Research Communities

ACM FAccT Community: The conference community has active Slack and Discord channels, open to practitioners and researchers. Join through the FAccT conference website.

Women in AI Ethics: A community organization focused on increasing diversity in the AI ethics field. Runs mentoring programs and networking events.

Black in AI: A community of Black researchers in AI. Runs workshops at major AI conferences and advocates for diversity in AI research and development.
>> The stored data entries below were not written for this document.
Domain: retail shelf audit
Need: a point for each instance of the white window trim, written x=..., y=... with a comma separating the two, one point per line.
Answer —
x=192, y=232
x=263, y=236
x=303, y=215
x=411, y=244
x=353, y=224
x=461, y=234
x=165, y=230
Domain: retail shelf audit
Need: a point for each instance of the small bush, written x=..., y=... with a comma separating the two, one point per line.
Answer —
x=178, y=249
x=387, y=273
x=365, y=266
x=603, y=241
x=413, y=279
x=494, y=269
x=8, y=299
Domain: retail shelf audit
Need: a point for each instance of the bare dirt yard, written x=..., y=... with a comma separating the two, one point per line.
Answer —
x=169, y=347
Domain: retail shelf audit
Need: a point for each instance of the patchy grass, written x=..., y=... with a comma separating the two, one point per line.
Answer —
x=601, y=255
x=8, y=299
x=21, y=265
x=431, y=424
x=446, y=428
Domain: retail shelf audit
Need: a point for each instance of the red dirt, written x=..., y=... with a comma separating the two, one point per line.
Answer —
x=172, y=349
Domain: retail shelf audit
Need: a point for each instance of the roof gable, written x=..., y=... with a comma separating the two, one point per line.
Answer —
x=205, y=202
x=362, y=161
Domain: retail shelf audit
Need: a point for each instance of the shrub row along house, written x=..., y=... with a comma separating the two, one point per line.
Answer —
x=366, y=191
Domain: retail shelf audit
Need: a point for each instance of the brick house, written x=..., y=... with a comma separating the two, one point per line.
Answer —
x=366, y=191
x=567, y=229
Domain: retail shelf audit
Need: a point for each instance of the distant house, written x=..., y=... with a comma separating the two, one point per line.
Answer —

Queer in AI: Community supporting LGBTQ+ researchers in AI and advocates for LGBTQ+ inclusive AI ethics.

Newsletters

  • Import AI (Jack Clark): Weekly newsletter on AI research developments, including safety and ethics
  • The Algorithm (MIT Technology Review): Weekly newsletter on AI news and analysis
  • Algorithm Watch Newsletter: Coverage of European AI policy and regulatory developments
  • AI Alignment Forum Digest: Summary of alignment research for practitioners interested in safety perspectives

This directory was current as of early 2026. The AI ethics landscape changes rapidly — organizations are founded and defunded, regulatory bodies expand their AI work, and new tools emerge. Use this directory as a starting point and follow the organizations listed here to track subsequent developments.